Earliest Phrase-based SMT approach inspired from cryptography adopted a noisy channel model to recover a message ($e^*$) from the distorted message ($f$) using bayes method which did not work very well for most text. The year 2000 saw a great progress in MT using the data-driven discriminative SMT approach. This introduced linear combination of features along with a phrase alignment variable which allowed phrases to be aligned in multiple ways while translating a piece of text. Flexibility in these models permitted incorporation of submodels, for example: phrase translation ($p_{TM}$) model, reordering models ($p_{RM}$),etc.
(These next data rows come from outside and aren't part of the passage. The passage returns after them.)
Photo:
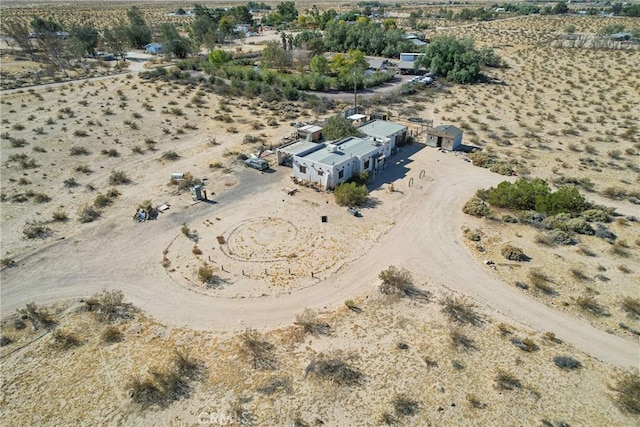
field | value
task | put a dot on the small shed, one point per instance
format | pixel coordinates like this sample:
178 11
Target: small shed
310 133
153 48
445 136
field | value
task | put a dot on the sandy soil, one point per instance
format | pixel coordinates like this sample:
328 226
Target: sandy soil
128 125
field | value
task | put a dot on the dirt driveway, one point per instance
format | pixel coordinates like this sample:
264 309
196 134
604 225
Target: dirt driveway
425 239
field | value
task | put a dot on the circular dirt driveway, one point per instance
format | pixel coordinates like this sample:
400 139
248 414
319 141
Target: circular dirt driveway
255 251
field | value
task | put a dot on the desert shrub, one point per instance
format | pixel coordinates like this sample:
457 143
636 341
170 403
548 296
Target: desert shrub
71 182
400 282
78 151
310 323
475 402
274 385
513 253
405 406
64 340
589 304
541 281
145 392
102 201
350 194
462 341
60 216
110 153
205 273
170 155
113 193
556 222
36 230
521 195
38 317
578 274
535 195
119 178
526 344
627 390
507 381
351 305
580 226
531 217
555 237
476 207
167 385
87 214
334 370
257 350
111 334
83 169
619 250
509 219
615 193
460 311
596 215
631 306
109 306
566 362
472 235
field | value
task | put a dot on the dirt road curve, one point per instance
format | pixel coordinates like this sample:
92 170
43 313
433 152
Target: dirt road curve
425 240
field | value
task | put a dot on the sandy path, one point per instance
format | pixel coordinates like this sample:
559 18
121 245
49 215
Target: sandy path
425 240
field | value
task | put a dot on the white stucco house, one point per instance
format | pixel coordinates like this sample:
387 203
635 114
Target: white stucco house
383 130
333 163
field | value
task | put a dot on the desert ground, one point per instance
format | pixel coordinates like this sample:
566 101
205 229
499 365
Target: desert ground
292 291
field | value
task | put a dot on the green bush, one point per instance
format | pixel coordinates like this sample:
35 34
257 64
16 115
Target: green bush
351 194
512 253
535 195
337 127
596 215
580 226
476 207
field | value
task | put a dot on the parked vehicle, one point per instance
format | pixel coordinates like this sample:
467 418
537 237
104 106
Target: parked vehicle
353 211
255 163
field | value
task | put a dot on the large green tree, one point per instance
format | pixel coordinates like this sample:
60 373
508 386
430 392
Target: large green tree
274 56
116 40
85 39
455 59
337 127
173 42
139 32
19 33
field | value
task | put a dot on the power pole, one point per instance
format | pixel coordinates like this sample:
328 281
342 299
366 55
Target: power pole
355 93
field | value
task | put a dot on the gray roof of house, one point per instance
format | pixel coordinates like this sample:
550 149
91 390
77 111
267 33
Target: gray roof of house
408 65
310 128
381 128
347 148
299 147
375 63
448 129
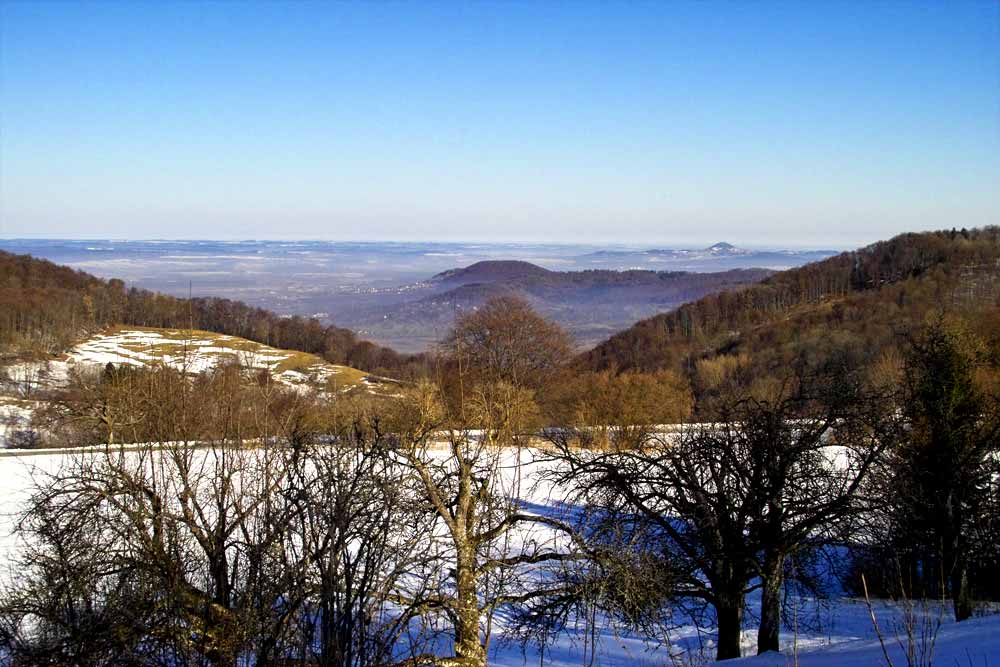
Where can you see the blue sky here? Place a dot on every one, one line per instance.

The rise of neural networks made all these approaches (feature engineering, multiple information from parallel data, submodels, etc.) obsolete as we now have a single end-to-end condition language model for both training and prediction. A basic sequence-to-sequence (Seq2Seq) NMT model consists of an encoder which maps the source text to a continuous-space sentence representation & a decoder which generates word-by-word translation from this continuous representation. RNN-based Seq2Seq NMT model adds a recurrent hidden state in both encoder and decoder that allows the model to capture the information in the input sequence into a fixed-length vector. But this approach does not work well for longer sequences. The arrival of attention mechanism resolved this problem by assigning attention weights to concentrate on most significant information. This gave rise to the popular transformer architecture which is currently driving huge progress in most NLP tasks.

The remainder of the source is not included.